(The Center Square) – Kansas businesses would be worse off if the Biden administration's Build Back Better plan is passed, according to a small business advocacy group.
Dan Murray, Kansas state director of National Federation of Independent Business, told The Center Square that small businesses are managing many challenges right now including labor shortages, rising inflation, supply chain disruptions and the COVID-19 delta variant.
Murray said lawmakers should focus on providing solutions to those problems.
"It is not the time for Congress to impose significant tax increases, inflexible mandates and massive new civil monetary penalties on small businesses," Murray said. "The small business economy is fragile, and they simply cannot absorb these substantial fines and cost increases."

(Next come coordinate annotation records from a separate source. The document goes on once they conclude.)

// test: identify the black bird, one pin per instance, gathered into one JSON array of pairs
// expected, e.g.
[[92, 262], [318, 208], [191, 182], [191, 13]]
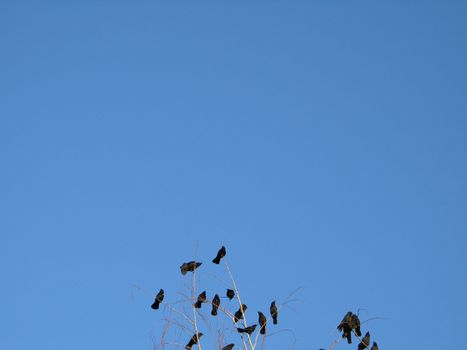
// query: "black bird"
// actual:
[[201, 299], [239, 314], [220, 254], [215, 304], [365, 343], [189, 266], [193, 341], [247, 330], [230, 294], [158, 300], [355, 324], [273, 310], [346, 326], [262, 322]]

Several features of the plan, which is being debated in the U.S. House of Representatives, would be detrimental to Kansas businesses, according to Murray.
"The Build Back Better plan would be a disaster for Kansas small businesses and threaten the fragile small business recovery," he said. "The legislation would increase taxes, impose new mandates and increase penalties on small business owners."

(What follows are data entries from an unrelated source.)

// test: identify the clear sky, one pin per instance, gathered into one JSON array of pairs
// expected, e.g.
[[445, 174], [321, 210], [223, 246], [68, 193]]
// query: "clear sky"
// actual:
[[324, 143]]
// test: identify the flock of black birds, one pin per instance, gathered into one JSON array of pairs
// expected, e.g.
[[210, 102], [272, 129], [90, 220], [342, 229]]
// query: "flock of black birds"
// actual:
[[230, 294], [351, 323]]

By expanding existing passive income and applying them to active income, a true “Small Business Surtax" is created, he explained. The legislation expands the 3.8% net investment income tax (NIIT) on pass-through business income and applies it to all business income above $400,000 for individual filers and $500,000 for joint filers.
According to Murray, the legislation also creates a four-week federal paid family and medical leave program for all workers without regard to employer size, dealing a major blow to small employers who are currently not subject to the Family and Medical Leave Act (FMLA), taking away the flexibility many small businesses need to be able to manage their workforce.
"The Build Back Better Act increases civil monetary penalties on small businesses with isolated errors when trying to comply with complicated federal employment law and increases penalty exposure for employers by expanding the Affordable Care Act’s employer mandate," Murray said. "There is a strict liability standard for Fair Labor Standard Act (FLSA) violations, meaning employers who make an honest misinterpretation of the law or make an isolated mistake are not given leniency."